Aparentemente, o fato de uma vertente capaz de contrariar uma ideia consolidada ganhar projeção faz com que outras ideias (essas sim, temerárias) ganhem destaque. Não surpreende encontrar em uma convenção de terraplanistas pessoas que não acreditam na ida do homem à Lua, negacionistas do Holocausto, antivacinas, contra a ideia de aquecimento global… Embora alguns acreditem que essas pessoas prejudicam apenas elas mesmas, algumas dessas noções são essenciais para o bem coletivo, e esses debates se mostram não só desnecessários, mas também nocivos para a população.

As escolhas técnicas de Daniel J. Clark para “A Terra É Plana” possuem seu valor. Porém, o problema é a falta de continuidade dessas opções, deixando a obra sem uma identidade visual clara. Um exemplo é a utilização de ilustrações simples para facilitar o entendimento de certos conceitos. Seu uso é bem-vindo, mas no decorrer da obra o diretor tem a oportunidade de trazer novamente a técnica de forma interessante, no entanto, prefere utilizar outros meios para a explicação. As informações são passadas, só que não de uma maneira uniforme. O único aspecto imutável é a trilha sonora, constante e com um ar quase de tutorial de YouTube.

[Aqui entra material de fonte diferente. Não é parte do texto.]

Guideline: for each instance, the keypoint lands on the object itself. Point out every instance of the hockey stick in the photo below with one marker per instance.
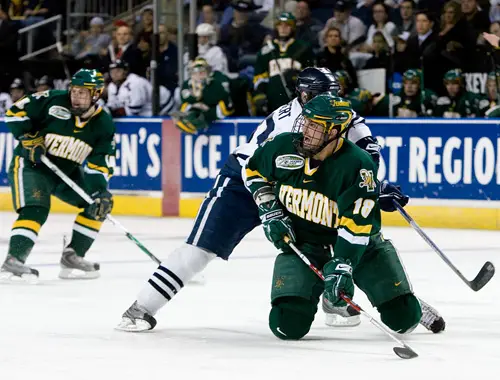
(482, 278)
(283, 81)
(77, 189)
(405, 352)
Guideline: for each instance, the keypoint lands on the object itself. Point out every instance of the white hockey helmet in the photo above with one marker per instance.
(205, 30)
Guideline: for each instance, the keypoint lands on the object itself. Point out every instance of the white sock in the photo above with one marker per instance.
(169, 278)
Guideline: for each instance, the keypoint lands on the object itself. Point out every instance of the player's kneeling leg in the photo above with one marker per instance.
(294, 297)
(401, 314)
(291, 317)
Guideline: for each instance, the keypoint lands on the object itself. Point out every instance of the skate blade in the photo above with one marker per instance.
(128, 325)
(335, 320)
(10, 278)
(78, 274)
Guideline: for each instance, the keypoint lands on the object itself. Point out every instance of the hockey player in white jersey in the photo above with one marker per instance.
(131, 95)
(207, 49)
(218, 229)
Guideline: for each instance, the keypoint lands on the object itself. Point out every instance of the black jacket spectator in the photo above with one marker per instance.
(308, 28)
(125, 50)
(332, 56)
(422, 52)
(479, 21)
(240, 38)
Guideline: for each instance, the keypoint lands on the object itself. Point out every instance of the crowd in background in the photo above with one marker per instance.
(432, 53)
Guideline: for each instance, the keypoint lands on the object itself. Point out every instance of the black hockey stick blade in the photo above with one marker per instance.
(483, 277)
(405, 352)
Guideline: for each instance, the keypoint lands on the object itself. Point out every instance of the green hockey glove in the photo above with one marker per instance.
(33, 147)
(338, 279)
(102, 206)
(276, 224)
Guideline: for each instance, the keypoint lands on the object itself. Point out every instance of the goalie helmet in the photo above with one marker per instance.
(453, 76)
(313, 81)
(324, 119)
(344, 80)
(289, 19)
(199, 72)
(92, 80)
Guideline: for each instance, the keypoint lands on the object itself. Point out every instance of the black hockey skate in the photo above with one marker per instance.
(431, 319)
(136, 319)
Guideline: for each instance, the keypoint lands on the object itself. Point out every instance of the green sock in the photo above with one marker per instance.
(85, 231)
(25, 231)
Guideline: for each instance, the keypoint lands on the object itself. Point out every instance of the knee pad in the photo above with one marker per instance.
(35, 213)
(291, 317)
(188, 260)
(401, 314)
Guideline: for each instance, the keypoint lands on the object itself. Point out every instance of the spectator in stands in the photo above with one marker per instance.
(332, 57)
(168, 62)
(17, 90)
(207, 49)
(352, 28)
(382, 57)
(381, 24)
(307, 27)
(125, 50)
(241, 38)
(8, 47)
(456, 37)
(144, 30)
(400, 58)
(45, 83)
(423, 53)
(407, 13)
(477, 19)
(92, 41)
(208, 16)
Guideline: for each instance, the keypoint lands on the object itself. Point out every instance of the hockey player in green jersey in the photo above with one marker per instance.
(413, 101)
(361, 99)
(458, 102)
(205, 98)
(78, 137)
(279, 61)
(321, 191)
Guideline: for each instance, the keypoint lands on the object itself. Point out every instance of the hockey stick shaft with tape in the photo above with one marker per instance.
(405, 352)
(77, 189)
(482, 278)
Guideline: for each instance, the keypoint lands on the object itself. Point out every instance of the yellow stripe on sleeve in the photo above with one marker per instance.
(353, 227)
(29, 224)
(93, 224)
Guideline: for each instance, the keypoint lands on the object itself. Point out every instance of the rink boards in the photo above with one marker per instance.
(450, 168)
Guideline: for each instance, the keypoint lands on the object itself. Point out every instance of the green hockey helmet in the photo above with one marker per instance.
(412, 75)
(287, 18)
(344, 80)
(320, 116)
(92, 80)
(453, 76)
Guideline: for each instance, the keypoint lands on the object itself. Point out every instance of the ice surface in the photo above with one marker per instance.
(64, 329)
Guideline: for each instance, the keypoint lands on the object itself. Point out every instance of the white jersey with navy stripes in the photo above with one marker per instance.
(282, 120)
(135, 96)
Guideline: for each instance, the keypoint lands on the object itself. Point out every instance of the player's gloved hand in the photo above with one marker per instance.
(276, 224)
(390, 193)
(260, 103)
(338, 279)
(33, 147)
(102, 206)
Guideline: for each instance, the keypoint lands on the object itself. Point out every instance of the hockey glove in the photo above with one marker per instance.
(102, 206)
(276, 224)
(390, 193)
(33, 147)
(260, 103)
(338, 279)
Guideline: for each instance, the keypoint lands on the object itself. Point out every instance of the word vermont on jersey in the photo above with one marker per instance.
(310, 205)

O documentário é feliz em sua abordagem, pois se vende como imparcial dando voz a especialistas das duas perspectivas, mas se mostra uma agradável ferramenta capaz de desmontar ideias imprudentes da forma mais insustentável possível: simplesmente mostrando como elas são. Ainda que não seja um primor técnico, a obra é eficiente em cumprir o seu objetivo.